La otra pata de este tercer horizonte es el que claramente se opone a los poderes fácticos: el pacto entre PSOE y Podemos. Creo que no sería bueno un gobierno de coalición, ya que, como dice Podemos, el PSOE no es fiable, pero tampoco se puede descartar una investidura positiva para Pedro Sánchez con el voto de Podemos (con exigencias, claro, pero solamente de carácter social) y permanecer en la oposición vigilante. Esto, posiblemente, aflojaría la presión externa, aunque la interna se dispararía, como ha ocurrido con los nuevos ayuntamientos a los que se les critica por todo, incluso por cuestiones absurdas; y es que, a veces, los que critican, tipo Camps o Barberá, deberían ponerse una cremallera en sus labios, habida cuenta de su gestión previa.
Los signos que hasta ahora hemos visto no nos permiten pensar en positivo. La componenda para la composición de la mesa del Congreso, de la del Senado, la constitución por mercadeo de los grupos parlamentarios, etc…, apuntan en la misma dirección de siempre: ¿qué hay de lo mío? El PSOE puede verse obligado a tragarse su dignidad, seguramente mediante el relevo de Sánchez; y Podemos debería comenzar a hacer política de verdad y pensar menos en la galería. Del dinosaurio PP y su acólito Ciudadanos nada digo porque son de una evidencia absoluta.

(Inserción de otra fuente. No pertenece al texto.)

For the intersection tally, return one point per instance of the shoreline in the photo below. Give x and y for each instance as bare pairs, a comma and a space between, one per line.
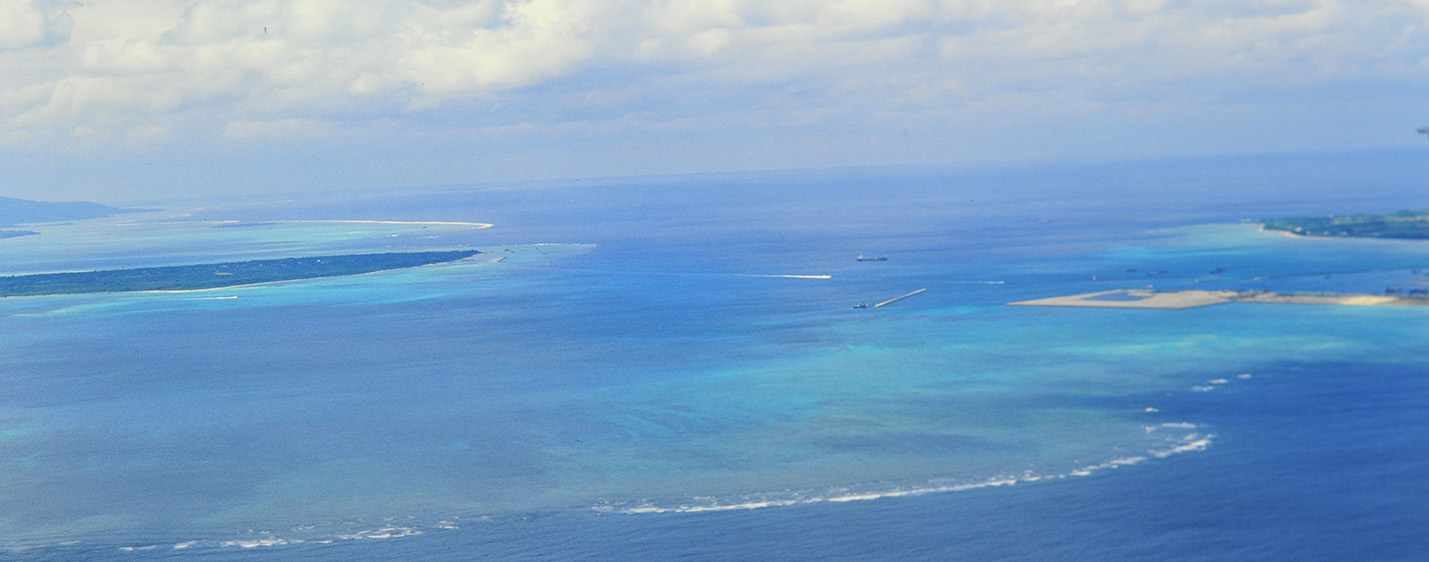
1192, 299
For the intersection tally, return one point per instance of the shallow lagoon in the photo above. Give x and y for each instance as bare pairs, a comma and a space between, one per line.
638, 375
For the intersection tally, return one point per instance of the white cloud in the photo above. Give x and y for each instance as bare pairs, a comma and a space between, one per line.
259, 69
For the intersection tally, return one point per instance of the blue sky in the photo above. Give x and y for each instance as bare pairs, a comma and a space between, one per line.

Sin embargo, ante este aparente caos, una cosa está clara: debe salir un gobierno de las elecciones y estas no deben repetirse porque sería un fracaso de nuestra democracia. El hecho de que no hayan mayorías absolutas es algo que nos debe alegrar a todos; ahora hay que iniciarse en la cultura del pacto y del diálogo, de la que tanto carecemos y que tan necesaria nos es. Debemos ir paso a paso, con objetivos claros y posibles. Por ejemplo: el primer objetivo es desalojar al PP del poder; ¿es viable?… Sí,… ¡Pues hagámoslo! Esa y no otra es la instrucción dada por los ciudadanos al ir a votar: ¡bótenlos!. Si no somos capaces de algo tan simple y que está a nuestra mano, nunca podremos perdonárnoslo.